Blog

World Cup Russia dashboard in Power BI: importing the teams from multiple web pages

While working on our World Cup dashboard my colleague Philippe Van Rillaer and I wanted to import data from tables spread out over multiple Wikipedia pages. One example was importing players that are currently selected for the teams that qualified for the upcoming World Cup. We could navigate to each country’s page separately, but of course Power BI offers more powerful options than this.

 

Creating our function

Usually this mass importing is quite easy to do quickly, following the correct steps:

We start with a new source (web) and enter the link (E.G. https://en.wikipedia.org/wiki/Belgium_national_football_team). After selecting the table we want to import, we have the data in our query editor. The steps we took to get to this point are on the right, under ‘Query Settings’. We can go one level deeper though, by opening our advanced editor (under ‘Home’ in the ribbon). We’re met with the code behind the steps, which is in the language ‘M’:

Next, we want to transform the importing of this single table into a function and apply it to a list of the qualified countries. In order to do this, we first create a parameter that will hold the country name: under manage parameters pick ‘New Parameter’. I fill out ‘Country’ for its name, set the type to ‘Text’ and add ‘Belgium’ as current value to start out.

Returning to the advanced editor of the table we already imported, you can now replace ‘Belgium’ and reference the parameter instead. The entire link then becomes:

https://en.wikipedia.org/wiki/” & Country & “_national_football_team

At this point we right click the table and choose ‘Create function’. This leaves us with a function we can then apply to another table, effectively giving us a method of importing the same table for a list of countries.

Next, we go to a table that enumerates the qualified countries. In this table we invoke our custom function (you can find this under ‘Add Column’). I named mine ‘GetCurrent’, so this is the function query I pick from the list. Power BI also asks us which column we want to use for the parameter Country, an easy choice given that it is a single column table.

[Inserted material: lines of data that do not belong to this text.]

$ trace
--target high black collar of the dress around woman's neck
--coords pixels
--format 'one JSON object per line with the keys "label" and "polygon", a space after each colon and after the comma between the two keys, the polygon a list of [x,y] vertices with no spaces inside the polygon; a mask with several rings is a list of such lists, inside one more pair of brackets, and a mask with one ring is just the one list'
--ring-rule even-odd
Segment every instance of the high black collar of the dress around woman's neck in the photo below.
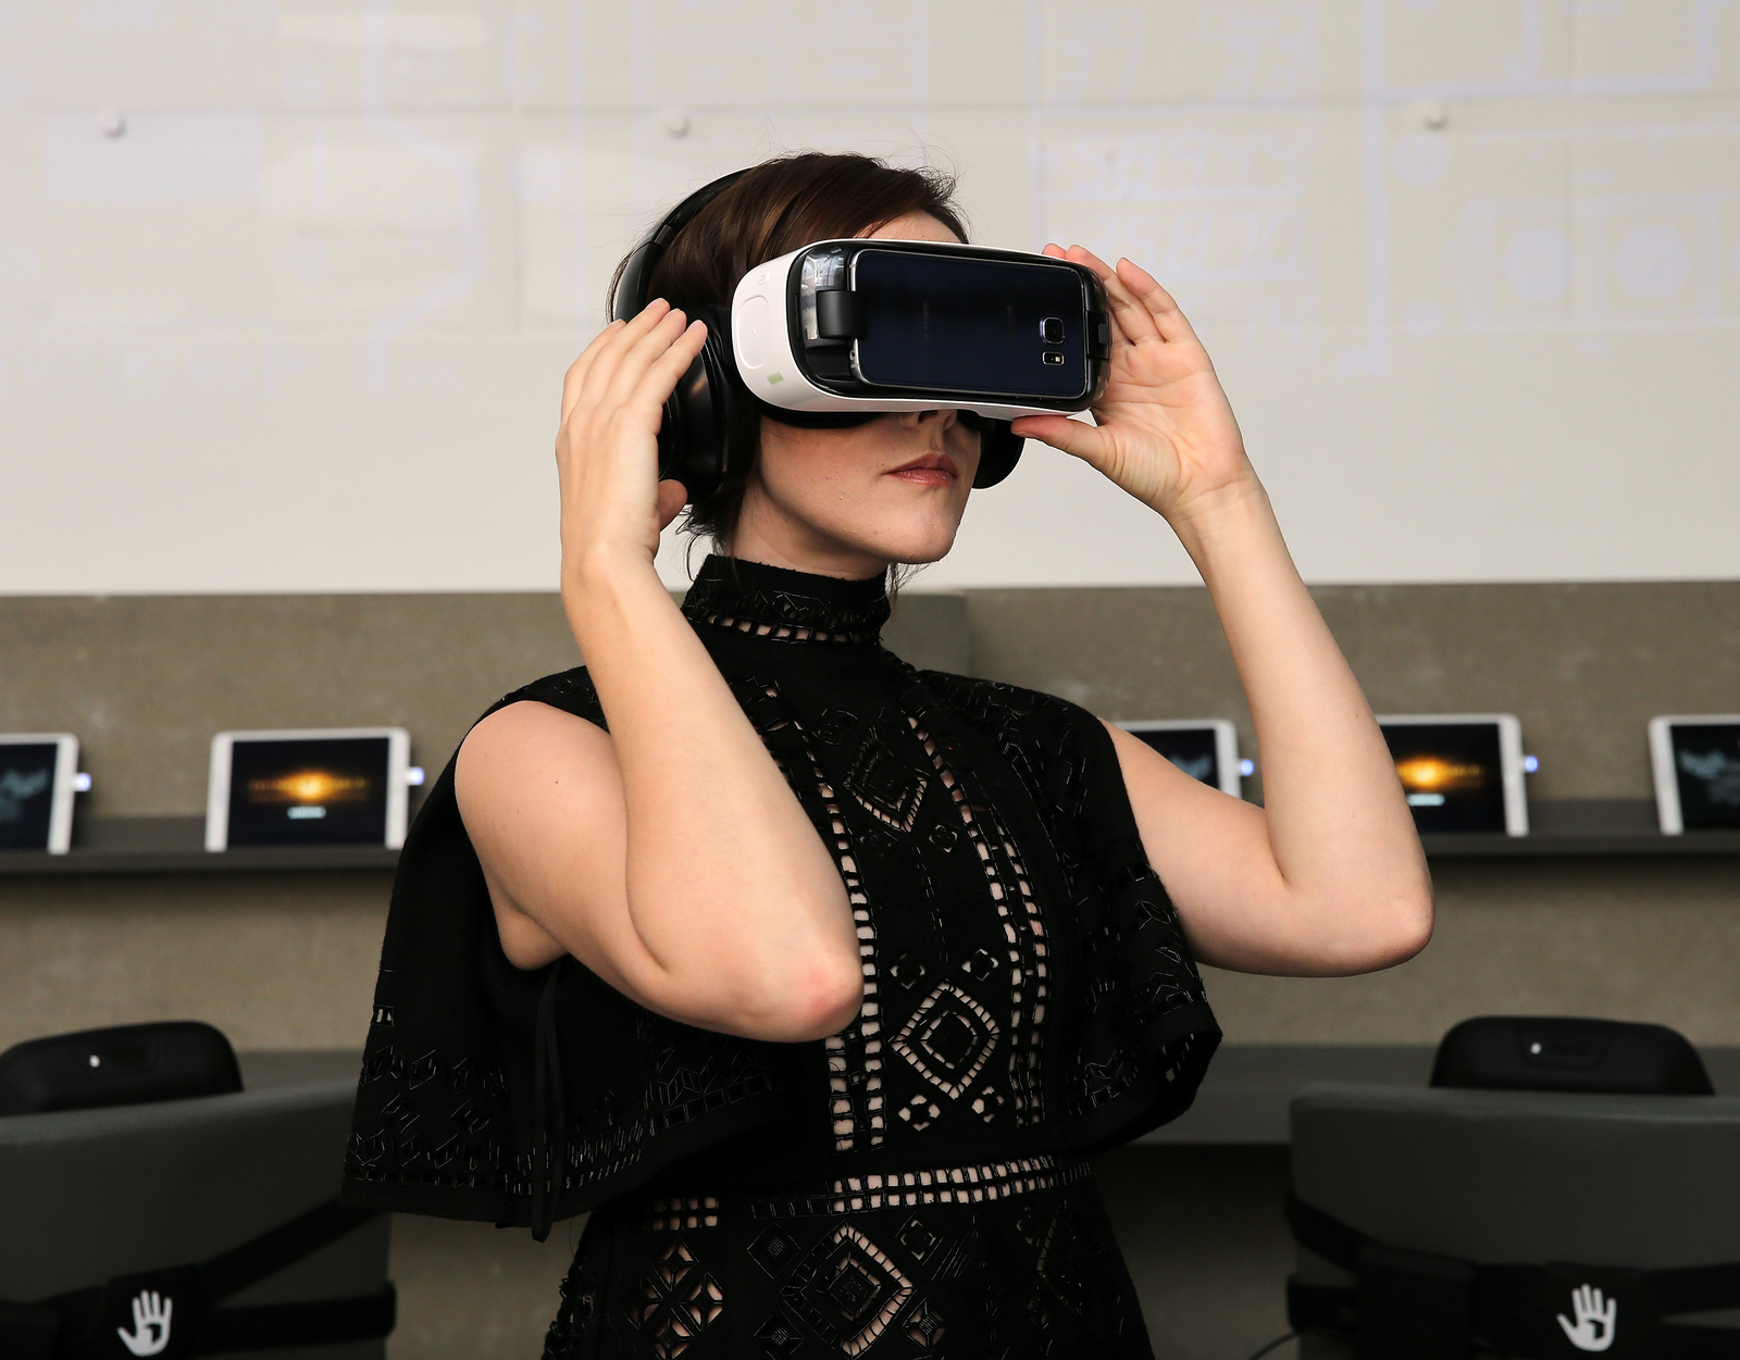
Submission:
{"label": "high black collar of the dress around woman's neck", "polygon": [[713,553],[689,586],[682,612],[691,623],[776,642],[873,643],[887,623],[887,574],[842,581]]}

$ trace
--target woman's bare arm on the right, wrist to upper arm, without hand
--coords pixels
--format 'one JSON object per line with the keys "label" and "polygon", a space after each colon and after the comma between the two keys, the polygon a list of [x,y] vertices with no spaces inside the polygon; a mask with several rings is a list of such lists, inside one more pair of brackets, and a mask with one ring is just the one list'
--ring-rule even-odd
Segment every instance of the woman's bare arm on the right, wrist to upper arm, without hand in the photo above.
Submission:
{"label": "woman's bare arm on the right, wrist to upper arm, without hand", "polygon": [[1181,529],[1244,680],[1265,807],[1112,729],[1148,859],[1197,957],[1244,972],[1352,974],[1432,934],[1432,887],[1383,736],[1305,591],[1268,499]]}

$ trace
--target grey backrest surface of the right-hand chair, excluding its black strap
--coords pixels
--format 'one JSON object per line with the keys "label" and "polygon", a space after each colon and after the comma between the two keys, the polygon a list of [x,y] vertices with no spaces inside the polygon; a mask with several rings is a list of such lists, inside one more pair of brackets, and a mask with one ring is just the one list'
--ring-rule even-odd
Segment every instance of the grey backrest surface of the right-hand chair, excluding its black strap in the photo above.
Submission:
{"label": "grey backrest surface of the right-hand chair, excluding its black strap", "polygon": [[[1477,1266],[1740,1263],[1740,1097],[1310,1085],[1293,1193],[1383,1247]],[[1303,1247],[1296,1278],[1354,1285]]]}

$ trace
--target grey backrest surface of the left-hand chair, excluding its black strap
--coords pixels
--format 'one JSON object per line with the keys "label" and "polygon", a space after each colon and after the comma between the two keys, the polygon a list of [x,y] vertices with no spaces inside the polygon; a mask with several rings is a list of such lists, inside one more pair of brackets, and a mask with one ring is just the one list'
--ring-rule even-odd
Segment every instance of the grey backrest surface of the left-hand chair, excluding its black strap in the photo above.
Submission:
{"label": "grey backrest surface of the left-hand chair, excluding its black strap", "polygon": [[[0,1118],[0,1299],[35,1303],[113,1277],[211,1261],[339,1190],[353,1080]],[[226,1299],[376,1296],[388,1219],[374,1217]],[[381,1341],[273,1351],[379,1360]]]}

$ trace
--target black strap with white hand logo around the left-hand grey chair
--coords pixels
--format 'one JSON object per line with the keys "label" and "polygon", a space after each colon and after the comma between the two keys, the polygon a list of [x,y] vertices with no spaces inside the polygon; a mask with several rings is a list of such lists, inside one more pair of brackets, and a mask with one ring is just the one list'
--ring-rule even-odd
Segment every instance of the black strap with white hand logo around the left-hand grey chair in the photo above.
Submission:
{"label": "black strap with white hand logo around the left-hand grey chair", "polygon": [[327,1200],[200,1264],[117,1275],[31,1304],[0,1301],[0,1355],[110,1360],[130,1353],[177,1360],[383,1337],[397,1317],[390,1283],[350,1299],[216,1306],[372,1217],[376,1210]]}

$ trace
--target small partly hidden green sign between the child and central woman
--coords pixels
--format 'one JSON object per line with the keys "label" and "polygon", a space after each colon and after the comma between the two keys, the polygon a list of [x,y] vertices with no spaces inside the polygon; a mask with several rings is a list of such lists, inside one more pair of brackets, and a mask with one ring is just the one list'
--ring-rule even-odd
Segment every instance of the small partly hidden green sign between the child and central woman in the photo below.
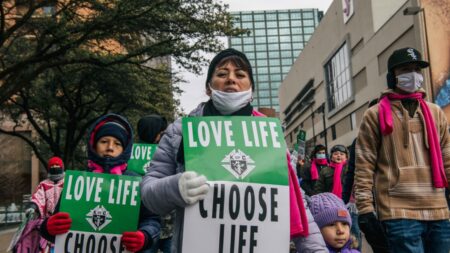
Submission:
{"label": "small partly hidden green sign between the child and central woman", "polygon": [[150,167],[150,161],[156,152],[156,144],[133,144],[130,160],[128,160],[127,170],[134,171],[139,175],[145,175]]}

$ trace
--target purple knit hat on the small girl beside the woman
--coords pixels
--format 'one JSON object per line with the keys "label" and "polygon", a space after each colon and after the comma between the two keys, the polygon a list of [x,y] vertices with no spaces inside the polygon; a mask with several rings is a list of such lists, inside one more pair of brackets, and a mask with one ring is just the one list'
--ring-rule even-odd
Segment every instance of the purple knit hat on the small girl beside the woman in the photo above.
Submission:
{"label": "purple knit hat on the small girl beside the woman", "polygon": [[344,202],[331,192],[312,196],[309,209],[319,228],[336,221],[347,222],[352,226],[352,219]]}

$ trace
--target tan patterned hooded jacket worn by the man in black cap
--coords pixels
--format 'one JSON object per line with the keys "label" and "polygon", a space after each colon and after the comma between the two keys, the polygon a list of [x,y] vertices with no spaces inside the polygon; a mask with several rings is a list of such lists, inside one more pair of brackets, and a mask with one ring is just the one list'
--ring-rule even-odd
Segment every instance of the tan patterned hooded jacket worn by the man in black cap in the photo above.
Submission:
{"label": "tan patterned hooded jacket worn by the man in black cap", "polygon": [[[393,91],[388,90],[384,94],[390,92]],[[450,180],[447,120],[437,105],[427,104],[440,137],[444,169],[447,180]],[[412,118],[400,100],[391,101],[391,107],[394,131],[390,135],[381,135],[378,106],[372,106],[365,112],[359,129],[355,170],[355,197],[359,213],[376,211],[380,220],[448,219],[444,189],[432,185],[427,132],[420,106]],[[377,210],[374,210],[374,204]]]}

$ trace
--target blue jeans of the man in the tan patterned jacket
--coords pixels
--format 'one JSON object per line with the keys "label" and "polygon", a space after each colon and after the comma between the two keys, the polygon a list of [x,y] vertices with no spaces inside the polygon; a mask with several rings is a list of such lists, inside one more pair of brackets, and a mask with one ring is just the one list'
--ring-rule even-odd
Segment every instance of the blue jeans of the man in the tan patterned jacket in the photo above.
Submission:
{"label": "blue jeans of the man in the tan patterned jacket", "polygon": [[383,222],[395,253],[449,253],[450,221],[387,220]]}

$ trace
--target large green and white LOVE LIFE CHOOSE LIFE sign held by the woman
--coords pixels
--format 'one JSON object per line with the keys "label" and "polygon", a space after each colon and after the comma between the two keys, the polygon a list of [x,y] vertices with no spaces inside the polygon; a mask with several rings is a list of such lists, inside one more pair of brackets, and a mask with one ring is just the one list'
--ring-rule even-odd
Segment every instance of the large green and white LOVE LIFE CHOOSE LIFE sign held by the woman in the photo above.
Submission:
{"label": "large green and white LOVE LIFE CHOOSE LIFE sign held by the woman", "polygon": [[186,170],[210,191],[185,209],[183,252],[287,252],[289,184],[278,119],[182,120]]}

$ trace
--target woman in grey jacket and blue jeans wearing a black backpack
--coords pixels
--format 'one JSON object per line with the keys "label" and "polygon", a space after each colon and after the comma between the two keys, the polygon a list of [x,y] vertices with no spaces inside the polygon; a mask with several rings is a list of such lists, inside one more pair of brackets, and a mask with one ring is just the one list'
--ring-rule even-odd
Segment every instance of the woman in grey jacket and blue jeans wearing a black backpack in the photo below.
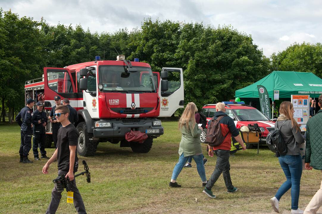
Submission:
{"label": "woman in grey jacket and blue jeans wearing a black backpack", "polygon": [[291,189],[291,213],[303,213],[298,209],[298,197],[300,193],[300,181],[302,176],[302,159],[299,153],[299,144],[304,143],[304,137],[301,130],[293,118],[293,104],[284,101],[279,107],[280,115],[275,123],[275,129],[279,129],[284,143],[287,146],[285,154],[279,154],[279,163],[284,171],[286,181],[279,187],[276,195],[270,199],[272,208],[279,213],[279,200]]}

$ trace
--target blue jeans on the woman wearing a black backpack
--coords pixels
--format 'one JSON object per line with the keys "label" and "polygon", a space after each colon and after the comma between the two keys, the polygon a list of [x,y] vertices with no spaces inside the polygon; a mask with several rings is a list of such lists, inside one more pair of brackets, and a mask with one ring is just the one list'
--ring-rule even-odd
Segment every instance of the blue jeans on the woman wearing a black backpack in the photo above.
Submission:
{"label": "blue jeans on the woman wearing a black backpack", "polygon": [[286,181],[279,187],[275,197],[277,200],[291,189],[292,209],[298,209],[298,197],[300,195],[300,182],[302,176],[302,159],[300,155],[281,155],[279,157]]}

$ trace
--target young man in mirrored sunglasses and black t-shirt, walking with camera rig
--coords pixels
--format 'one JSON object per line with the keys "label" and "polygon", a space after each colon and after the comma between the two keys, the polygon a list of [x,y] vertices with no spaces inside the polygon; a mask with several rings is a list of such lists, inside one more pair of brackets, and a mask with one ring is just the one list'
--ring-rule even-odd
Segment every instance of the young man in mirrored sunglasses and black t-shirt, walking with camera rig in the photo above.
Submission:
{"label": "young man in mirrored sunglasses and black t-shirt, walking with camera rig", "polygon": [[[52,157],[43,167],[43,173],[48,173],[49,165],[57,159],[58,163],[58,175],[64,174],[65,178],[69,178],[71,191],[73,192],[73,202],[78,213],[86,214],[85,205],[81,198],[81,194],[76,186],[74,179],[74,173],[78,169],[78,157],[77,157],[77,144],[78,144],[78,131],[73,124],[69,121],[70,111],[66,105],[59,105],[55,109],[54,117],[57,122],[62,124],[62,127],[58,130],[57,135],[57,149]],[[62,198],[62,192],[57,191],[55,184],[52,189],[52,200],[48,206],[46,214],[56,213],[59,202]]]}

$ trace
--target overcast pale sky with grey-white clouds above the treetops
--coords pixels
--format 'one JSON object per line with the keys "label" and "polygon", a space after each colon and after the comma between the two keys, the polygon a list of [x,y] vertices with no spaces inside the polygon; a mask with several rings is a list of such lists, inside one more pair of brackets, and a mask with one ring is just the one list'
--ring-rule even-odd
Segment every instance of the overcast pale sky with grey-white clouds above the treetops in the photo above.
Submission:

The result is the table above. Clicking on the two arrows in the top right corner gives us a choice of which columns to import from our data source, after which each of the countries is expanded to cover multiple rows in our table, one for each player in their respective current squads.

Referencing by table name

Or at least, this was wat we expected. In reality the numbers of columns to choose from was overly large and the tables didn’t contain the data we expected to find.

What happened? It turns out that we didn’t reference the table by name (‘Current squad[edit]’ for the Belgian page), but by number instead. You can see this in the code in the advanced editor, it reads “Source{1}”. Other Wikipedia pages had different numbers and so we imported an amalgam of tables containing all sorts of information we didn’t need.

The solution seemed simple enough: reference by table name instead of number. In our custom function “Source{1}” was replaced by “Source{[Caption=”Current squad[edit]”]}” in the advanced editor and all seemed well for a few seconds.

Exception handling

Reapplying the custom function to our list of participating countries resulted in a few error lines however. Not only do the webpages have different numbering, it appears that there are also variations in the caption of this table.

For Belgium and a few other countries it is ‘Current Squad[edit]’. A variation however was simply ‘Current’ (looking at you, Peru). Once again we went back to the advanced editor of our custom function.

This time we added some logic that checks for the alternative caption of the table:

Third time’s the charm, we were greeted by a beautiful table filled with the data we wanted. Sometimes it’s the simple pleasures in life.